With two long-term North African leaders overthrown and big question marks over the short term prospects for two others, it was little surprise to see London’s index of leading shares lose ground this week. After touching a year-high of 6,100 points towards the end of last week, the FTSE 100 (UKX) had slipped to 5,900 by lunch on Thursday. Analysts predicted further falls as uncertainty in increasingly important strategic areas of the Middle East continued to emerge.
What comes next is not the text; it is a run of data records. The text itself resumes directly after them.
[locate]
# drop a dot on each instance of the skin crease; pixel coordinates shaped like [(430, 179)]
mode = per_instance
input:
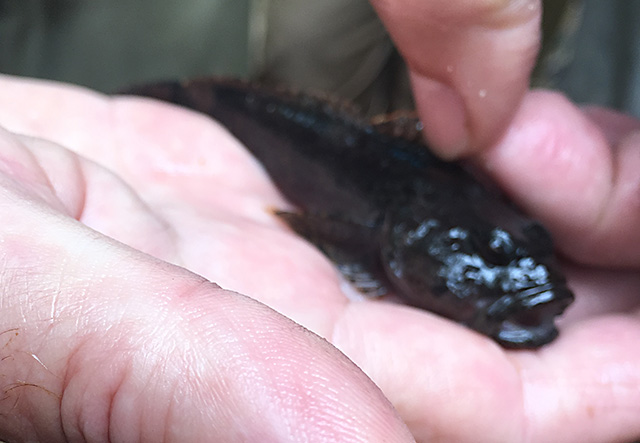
[(129, 340)]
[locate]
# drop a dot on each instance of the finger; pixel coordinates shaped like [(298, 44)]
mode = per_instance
[(451, 384), (559, 165), (100, 342), (469, 62)]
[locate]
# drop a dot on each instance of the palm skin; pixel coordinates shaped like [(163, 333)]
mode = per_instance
[(174, 185)]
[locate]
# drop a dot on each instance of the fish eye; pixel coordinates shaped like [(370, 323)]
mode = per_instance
[(539, 238)]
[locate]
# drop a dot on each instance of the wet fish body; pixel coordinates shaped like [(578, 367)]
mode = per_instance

The recent toppling of Zine el-Abidine Ben Ali in Tunisia and Hosni Mubarak in Egypt have proved to be a mere prelude to an alarming and bloody insurrection in Libya. While the human cost of the turmoil deservedly saturated the headlines it was hard to get away from potentially disastrous economic consequences, particularly given Libya’s position as an important oil exporter. Production disruption and fears that Colonel Muammar Gaddafi and his supporters could adopt a scorched earth policy helped drive up the price of Brent crude to $115 a barrel. Turning to Bahrain, where protestors have also been attempting to force political change, analysts indicated that the impact on oil and gas supply could be even more serious depending on the outcome. In particular, anxiety rests on whether a violent uprising in Bahrain could trigger similar problems in other major oil producing countries in the region.

Despite the news out of Libya the BP share price largely held firm at around 494p as the oil and gas giant evacuated many of its staff from the country. Back in 2007 BP signed a controversial $900m oil drilling deal with the government there but production is still believed to be years away. Earlier in the week, BP said it had teamed up with Reliance Industries of India in a deal that will see it take a 30% stake in 23 oil and gas blocks in the country. Meanwhile, the Royal Dutch Shell share price benefitted from news of rising oil prices. On Monday the oil group said it was selling most of its stake in its downstream businesses in Africa to Vitol and Helios Investment Partners for $1bn. It will retain equity in two new joint venture companies which will own and operate Shell’s existing oil products, distribution and retailing businesses in 14 African countries and another which will own and operate Shell's existing lubricants blending plants in seven countries.